The meniscus is a c-shaped piece of cartilage located in the knee joint. This vulnerable tissue is critical to normal knee function by acting as a shock absorber from walking and exercise. We are seeing an increase in osteoarthritis in younger individuals in part to increased meniscus tears. The JBJS Journal of Bone & Joint Surgery recently published an article highlighting some important talking points between the patient & physician re Meniscus treatment. Sometimes, when conservative options fail the meniscus may be partially removed called a meniscectomy. It’s important patients are well informed of the pro’s and con’s of available treatments including surgery. For more info click here. Some summary points from the JBJS article:
- A high activity level, younger age, medial (inside knee) meniscectomy, and smaller meniscal resection play a role in reducing the time until patients are able to return to sport.
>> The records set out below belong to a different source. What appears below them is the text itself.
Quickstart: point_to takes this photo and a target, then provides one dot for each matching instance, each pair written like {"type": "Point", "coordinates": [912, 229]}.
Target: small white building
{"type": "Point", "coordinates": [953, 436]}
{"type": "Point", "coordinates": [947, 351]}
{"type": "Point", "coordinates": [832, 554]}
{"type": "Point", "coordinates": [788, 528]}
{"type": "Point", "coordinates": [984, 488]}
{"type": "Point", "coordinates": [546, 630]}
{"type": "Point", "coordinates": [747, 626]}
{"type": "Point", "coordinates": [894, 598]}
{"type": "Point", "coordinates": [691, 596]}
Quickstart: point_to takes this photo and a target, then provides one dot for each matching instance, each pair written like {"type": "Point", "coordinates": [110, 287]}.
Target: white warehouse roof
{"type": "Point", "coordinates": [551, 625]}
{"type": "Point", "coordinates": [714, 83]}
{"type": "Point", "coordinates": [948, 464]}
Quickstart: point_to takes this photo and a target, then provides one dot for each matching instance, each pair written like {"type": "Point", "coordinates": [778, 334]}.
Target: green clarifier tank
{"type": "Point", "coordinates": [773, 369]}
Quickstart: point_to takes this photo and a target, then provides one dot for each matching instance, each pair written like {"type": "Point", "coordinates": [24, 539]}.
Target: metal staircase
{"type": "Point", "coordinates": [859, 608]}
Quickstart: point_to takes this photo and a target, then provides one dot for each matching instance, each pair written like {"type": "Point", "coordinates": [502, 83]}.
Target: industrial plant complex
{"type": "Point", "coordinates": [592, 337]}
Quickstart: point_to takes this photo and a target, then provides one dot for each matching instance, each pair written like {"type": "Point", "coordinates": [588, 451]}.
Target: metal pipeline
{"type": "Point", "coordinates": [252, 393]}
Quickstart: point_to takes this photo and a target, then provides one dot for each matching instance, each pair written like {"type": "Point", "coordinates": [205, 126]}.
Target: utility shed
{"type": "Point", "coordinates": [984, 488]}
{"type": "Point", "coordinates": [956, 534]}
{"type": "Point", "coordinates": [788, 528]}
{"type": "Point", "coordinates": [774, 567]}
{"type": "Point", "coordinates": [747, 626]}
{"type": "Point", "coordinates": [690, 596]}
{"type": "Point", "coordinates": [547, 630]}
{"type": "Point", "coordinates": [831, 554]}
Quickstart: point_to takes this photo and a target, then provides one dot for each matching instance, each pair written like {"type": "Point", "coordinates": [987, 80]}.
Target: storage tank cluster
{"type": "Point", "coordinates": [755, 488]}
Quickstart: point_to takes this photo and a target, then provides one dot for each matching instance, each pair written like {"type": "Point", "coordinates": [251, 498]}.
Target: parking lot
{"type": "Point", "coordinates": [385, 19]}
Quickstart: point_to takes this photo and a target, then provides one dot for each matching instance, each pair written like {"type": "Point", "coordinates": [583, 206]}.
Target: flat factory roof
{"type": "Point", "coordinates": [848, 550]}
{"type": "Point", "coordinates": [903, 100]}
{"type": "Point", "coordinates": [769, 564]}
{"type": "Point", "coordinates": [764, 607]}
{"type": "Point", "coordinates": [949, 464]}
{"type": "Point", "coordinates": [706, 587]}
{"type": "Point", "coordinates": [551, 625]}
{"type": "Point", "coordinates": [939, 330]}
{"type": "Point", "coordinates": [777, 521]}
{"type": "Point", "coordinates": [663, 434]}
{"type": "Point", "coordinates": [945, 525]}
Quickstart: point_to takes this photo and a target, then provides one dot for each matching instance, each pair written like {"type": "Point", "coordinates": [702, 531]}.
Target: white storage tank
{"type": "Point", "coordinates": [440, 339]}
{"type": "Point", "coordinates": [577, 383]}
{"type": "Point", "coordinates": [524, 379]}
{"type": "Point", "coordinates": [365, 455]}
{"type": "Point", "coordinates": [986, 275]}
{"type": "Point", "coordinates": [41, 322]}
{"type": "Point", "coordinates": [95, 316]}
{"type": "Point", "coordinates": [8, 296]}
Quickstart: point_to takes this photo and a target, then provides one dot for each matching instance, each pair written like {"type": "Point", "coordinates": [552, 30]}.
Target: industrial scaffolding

- Improved clinical outcomes can be expected for male patients without obesity who are undergoing medial meniscectomy with less meniscal resection. Varus (Bowlegged) or valgus (knee Knocked) deformities, preexisting degenerative changes in the knee, and ACL/anterior cruciate ligament deficiency negatively impact outcomes following meniscectomy.
- Failure rates following meniscectomy are relatively low compared with meniscal repair (stitches to repair rather than removing tissue) and discoid (oversized large meniscus), although revision rates are increased in patients undergoing lateral (outside knee) meniscectomy.
- Meniscectomy increases the risk of developing knee osteoarthritis (OA), particularly in female patients with obesity who undergo large meniscal resection. Because of the risk of developing arthritis, there is increase in the likelihood of total knee arthroplasty following meniscectomy.